Celebrating strength

A bone marrow transplant for Ferry Elementary School student Trevor Howard could cut short years of treatment and give the 7-year-old Grand Haven boy a better chance at life.
Becky Vargo
Oct 13, 2013

 

“Every penny we get is going to go toward finding a match for Trevor,” said Marci Lynch, a member of Bucs Pride and one of the organizers for the Miles of Pennies Walk.

About 60 participants dressed in purple and walked a mile along Beacon Boulevard Sunday afternoon to raise awareness and funds to help the little boy. They were led by Coast Guard flag bearers Eric French and Amanda Miller.

Howard smiled and waved from an all-terrain vehicle, which led the parade and transported his family from the start of the walk near Beacon and Jackson, to the conclusion just south of Taylor Street.

Tiffany Strait hugged her son, Justin, for a picture as they waited for the walk to begin.

"He raised money though the school," she said. "I've been involved with Bucs Pride for a few years through Relay for Life.

Lakeshore Middle School Assistant Principal Amanda Sorrelle participated in the walk with her three children, Harrison, 9, and twins Maggie and Gillian, 6.

"I'm doing this to represent Lakeshore," she said. "I also have a lot of family members affected by cancer."

Kristen Barnes and her children Austin, 10, and Kendall, 7, walked in memory of their husband and father, Matt Barnes.

"It's a positive thing to remember their dad," Kristen said. "It's amazing to see how the community supports the event."

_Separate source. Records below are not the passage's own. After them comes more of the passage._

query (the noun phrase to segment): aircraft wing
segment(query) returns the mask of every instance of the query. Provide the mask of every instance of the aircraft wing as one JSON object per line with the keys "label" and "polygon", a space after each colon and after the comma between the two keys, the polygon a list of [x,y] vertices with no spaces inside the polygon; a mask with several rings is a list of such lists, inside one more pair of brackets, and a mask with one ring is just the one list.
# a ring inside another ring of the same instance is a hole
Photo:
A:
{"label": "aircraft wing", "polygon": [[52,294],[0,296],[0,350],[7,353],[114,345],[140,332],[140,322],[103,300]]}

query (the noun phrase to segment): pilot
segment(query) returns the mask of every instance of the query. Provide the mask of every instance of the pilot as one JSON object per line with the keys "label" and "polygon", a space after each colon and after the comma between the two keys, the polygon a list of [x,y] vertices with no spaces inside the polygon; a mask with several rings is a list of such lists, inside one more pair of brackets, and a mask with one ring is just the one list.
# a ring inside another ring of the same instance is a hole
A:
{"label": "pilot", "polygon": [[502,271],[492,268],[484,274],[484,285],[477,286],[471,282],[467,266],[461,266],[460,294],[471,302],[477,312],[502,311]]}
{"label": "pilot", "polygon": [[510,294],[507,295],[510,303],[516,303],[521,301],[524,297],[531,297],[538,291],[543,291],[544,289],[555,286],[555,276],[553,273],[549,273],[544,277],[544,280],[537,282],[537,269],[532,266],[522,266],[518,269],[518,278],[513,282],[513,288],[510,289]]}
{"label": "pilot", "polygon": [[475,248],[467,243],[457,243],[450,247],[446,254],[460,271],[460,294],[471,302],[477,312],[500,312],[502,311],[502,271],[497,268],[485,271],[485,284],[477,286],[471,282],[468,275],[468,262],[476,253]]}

The Bucs Pride organization helps raise money for the Bucs Wellness fund, which is used to help local families battling cancer.

“Last spring when we did Be the Match for bone marrow, we didn’t have anyone local to help,” said Sharon Yonker, event co-organizer. “Now we have Trevor.”

Yonkers said the money from the Miles of Pennies Walk would be used to fund a Be The Match registry program for the community.

Lakeshore Middle School teacher Lyndsey Yonker said the school children previously did not know for whom they were raising money.

“Now we’ll be able to go back and tell them what we are going to do with the money we raised,” she said.

The son of Chris Howard and Stacy Emmert, Trevor was diagnosed with leukemia in June, his mother said.

He had been sick on and off for more than a year.

“The bruising, the paleness and his energy level was down,” Emmert said of the symptoms. “He’d get better and he’d get worse.”

One day he had a fever and his family took him to the hospital.

Emmert said a blood test showed a very elevated level of leukemia.

Medical personnel sent Trevor by ambulance to DeVos Children’s Hospital in Grand Rapids right away.

“If he would have gone a few more days, it would have taken over and started shutting down his organs,” Emmert said.

Trevor has had his bone marrow wiped out once and he will go back in around Thanksgiving to have It done again, his mother said.

In between he has chemotherapy treatments.

“He’s doing good right now,” she said as he ran around with his younger brothers at the close of the event.

Lynch said donations for the event should be made at Pfaff’s Pharmacy and at the Grand Haven High School store.

The Bucs Pride Purple Football game honoring cancer survivors and victims will be held Oct. 25 at Buccaneer Stadium.